Emotionally, perhaps, many of us still subscribe to an older view of the family - feudal, Victorian or whatever. Intellectually, in the West, we're Modernists, aspiring to a less oppressive model. In the art and literature that ushered in the 20th century (Joyce, Picasso, TS Eliot, Ezra Pound, Wyndham Lewis), the family is seen as the net which men and women must fly free of in order to become themselves. The true Modern, it's suggested, must move away and forge a new life, not heeding the call of parents, children and relations; the only ties worth forming are with kindred spirits, not with kin. Such ideas have seeped into the individualist ethos of our century, which tells us we're essentially on our own. We may be swimming in a gene-pool, but we don't want to know too much about it. We like to pretend we're self-invented. Hence our resentment of the family occasions which remind us that we're not.
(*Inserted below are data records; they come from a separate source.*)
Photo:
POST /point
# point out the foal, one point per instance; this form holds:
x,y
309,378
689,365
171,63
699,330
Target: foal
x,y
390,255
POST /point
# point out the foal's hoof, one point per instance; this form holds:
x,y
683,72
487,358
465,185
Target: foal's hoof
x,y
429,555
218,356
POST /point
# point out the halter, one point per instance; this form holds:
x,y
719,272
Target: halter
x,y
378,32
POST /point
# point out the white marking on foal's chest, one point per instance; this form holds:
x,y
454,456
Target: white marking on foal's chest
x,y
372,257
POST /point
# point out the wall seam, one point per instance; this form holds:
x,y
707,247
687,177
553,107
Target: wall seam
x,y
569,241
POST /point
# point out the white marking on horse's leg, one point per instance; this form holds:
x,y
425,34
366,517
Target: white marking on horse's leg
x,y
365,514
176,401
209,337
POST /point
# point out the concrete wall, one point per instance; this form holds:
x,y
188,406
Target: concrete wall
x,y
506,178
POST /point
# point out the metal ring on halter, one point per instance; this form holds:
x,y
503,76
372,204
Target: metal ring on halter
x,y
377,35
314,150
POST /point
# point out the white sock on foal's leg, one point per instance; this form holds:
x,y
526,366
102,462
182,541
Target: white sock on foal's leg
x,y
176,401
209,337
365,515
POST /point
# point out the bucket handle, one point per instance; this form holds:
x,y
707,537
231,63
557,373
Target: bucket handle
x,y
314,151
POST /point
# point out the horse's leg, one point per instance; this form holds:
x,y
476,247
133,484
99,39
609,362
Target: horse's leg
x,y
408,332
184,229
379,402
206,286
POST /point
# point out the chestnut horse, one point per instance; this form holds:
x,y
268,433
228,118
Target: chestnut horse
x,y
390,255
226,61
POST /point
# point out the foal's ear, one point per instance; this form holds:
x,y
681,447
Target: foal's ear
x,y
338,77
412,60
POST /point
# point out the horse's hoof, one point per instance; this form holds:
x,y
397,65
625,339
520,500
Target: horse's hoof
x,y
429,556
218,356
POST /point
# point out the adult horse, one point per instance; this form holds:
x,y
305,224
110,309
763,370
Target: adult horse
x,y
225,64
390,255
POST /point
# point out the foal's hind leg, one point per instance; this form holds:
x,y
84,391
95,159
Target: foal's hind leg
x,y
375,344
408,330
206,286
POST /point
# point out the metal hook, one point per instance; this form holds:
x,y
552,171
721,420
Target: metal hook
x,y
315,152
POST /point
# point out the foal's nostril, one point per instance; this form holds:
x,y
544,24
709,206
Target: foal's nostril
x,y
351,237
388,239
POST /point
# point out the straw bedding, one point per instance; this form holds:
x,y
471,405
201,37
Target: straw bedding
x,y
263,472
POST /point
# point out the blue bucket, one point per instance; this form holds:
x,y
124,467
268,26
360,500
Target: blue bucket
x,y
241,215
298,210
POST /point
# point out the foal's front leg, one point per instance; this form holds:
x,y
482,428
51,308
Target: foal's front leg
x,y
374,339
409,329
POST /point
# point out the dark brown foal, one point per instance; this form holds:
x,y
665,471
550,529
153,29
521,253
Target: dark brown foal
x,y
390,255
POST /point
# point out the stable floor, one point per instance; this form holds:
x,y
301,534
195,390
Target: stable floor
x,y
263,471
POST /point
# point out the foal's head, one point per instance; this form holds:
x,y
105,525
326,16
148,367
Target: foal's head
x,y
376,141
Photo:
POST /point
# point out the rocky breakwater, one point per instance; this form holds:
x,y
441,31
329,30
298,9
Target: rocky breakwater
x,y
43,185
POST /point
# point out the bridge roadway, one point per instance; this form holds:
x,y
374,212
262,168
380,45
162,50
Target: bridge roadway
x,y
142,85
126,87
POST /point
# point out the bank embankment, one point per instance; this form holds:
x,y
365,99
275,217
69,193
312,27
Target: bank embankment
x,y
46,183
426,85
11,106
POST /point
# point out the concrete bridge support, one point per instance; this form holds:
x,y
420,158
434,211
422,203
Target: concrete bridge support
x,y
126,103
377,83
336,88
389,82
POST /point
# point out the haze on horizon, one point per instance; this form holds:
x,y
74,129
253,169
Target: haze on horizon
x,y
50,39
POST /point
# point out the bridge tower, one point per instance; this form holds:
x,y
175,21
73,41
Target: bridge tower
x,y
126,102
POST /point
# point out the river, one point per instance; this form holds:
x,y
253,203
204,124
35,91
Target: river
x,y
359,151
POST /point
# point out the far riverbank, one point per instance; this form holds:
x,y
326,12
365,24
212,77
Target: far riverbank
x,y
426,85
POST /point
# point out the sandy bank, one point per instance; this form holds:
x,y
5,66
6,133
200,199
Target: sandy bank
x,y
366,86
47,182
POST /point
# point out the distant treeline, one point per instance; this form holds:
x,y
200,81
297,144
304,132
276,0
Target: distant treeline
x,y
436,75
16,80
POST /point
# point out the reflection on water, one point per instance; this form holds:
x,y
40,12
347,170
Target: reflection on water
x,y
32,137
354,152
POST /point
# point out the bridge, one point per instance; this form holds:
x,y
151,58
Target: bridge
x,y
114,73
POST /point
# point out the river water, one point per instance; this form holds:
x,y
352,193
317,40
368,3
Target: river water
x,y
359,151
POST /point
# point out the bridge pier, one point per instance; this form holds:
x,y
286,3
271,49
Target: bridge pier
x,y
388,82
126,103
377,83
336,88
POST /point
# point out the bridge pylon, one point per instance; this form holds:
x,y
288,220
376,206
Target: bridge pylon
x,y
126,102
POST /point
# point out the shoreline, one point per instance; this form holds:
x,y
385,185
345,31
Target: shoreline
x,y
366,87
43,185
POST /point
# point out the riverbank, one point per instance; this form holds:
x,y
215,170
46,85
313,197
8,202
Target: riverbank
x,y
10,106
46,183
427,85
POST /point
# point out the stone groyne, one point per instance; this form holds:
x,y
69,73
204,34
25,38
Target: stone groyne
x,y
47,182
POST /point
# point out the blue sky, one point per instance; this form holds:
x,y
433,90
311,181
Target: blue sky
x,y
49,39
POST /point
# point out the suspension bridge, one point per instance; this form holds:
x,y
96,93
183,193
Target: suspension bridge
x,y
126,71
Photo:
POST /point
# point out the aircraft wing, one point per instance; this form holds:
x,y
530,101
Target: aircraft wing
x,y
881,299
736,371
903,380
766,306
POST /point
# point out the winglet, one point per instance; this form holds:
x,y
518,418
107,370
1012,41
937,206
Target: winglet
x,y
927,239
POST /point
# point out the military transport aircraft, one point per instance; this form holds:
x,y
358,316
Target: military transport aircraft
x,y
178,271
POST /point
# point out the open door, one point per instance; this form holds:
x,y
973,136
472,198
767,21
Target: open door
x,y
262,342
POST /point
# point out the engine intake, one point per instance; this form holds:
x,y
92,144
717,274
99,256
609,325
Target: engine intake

Perhaps that's what makes Mrs Doubtfire a staple Christmas film: not because it's a topical story of a kicked-out father trying to get back in with his kids, or because it's comic (faintly) to see Robin Williams dress up as a woman, but because it taps a common fantasy. Many of us would like to walk into our families in disguise and be accepted for what we are, inherently, rather than being trapped in a given role of father, daughter, grandparent or whatever. But such stuff only happens in movies.

In theory, of course, kinship gatherings round Christmas and New Year serve a vital function in a society as mobile as ours, where it's common for members of a family to extend widely across and beyond their place of origin, rather than living in each other's pockets. They're homecomings, and without them there's the risk we'll forget our backgrounds and our relations altogether. But modern technology provides us with alternative means of staying in touch. There's phone and fax and e-mail. There are photographs. There are word processors on which, if you're tasteless enough, you can compose and print out for a hundred distant cousins those excruciatingly self-congratulatory round-robins of the year chez vous ("In June, Jeremy passed his paragliding exam with flying colours!" "Mum has been a little subdued since the hip replacement op, but the doctor says she's looking remarkably chipper for someone with so few of her own body parts left!"). They'll be making round-robins on video soon. There are many ways of catching up without having to do it in the flesh.

But getting together for a few days is the only honest way. If it's an endurance test, that's because you can't get round the fact that here are your flesh and blood. These fathers, grandmothers, uncles, aunts and cousins go back a long way. We know about the skeletons in their closet, because they're our skeletons, too. What we see of them, and of ourselves, may be embarrassing and unedifying, indeed so visceral and scary that we want to run straight back to work. But they tell us something we won't learn in the office, or at dinner with friends, where the talk is nicely neutral (politics, religion) and we can play at being people we're not.

Our families aren't the whole truth about us. But they're an unavoidable reminder of where we came from and who we belong to. Which is why the ritual ordeal of Christmas and New Year will go on being necessary for some time yet.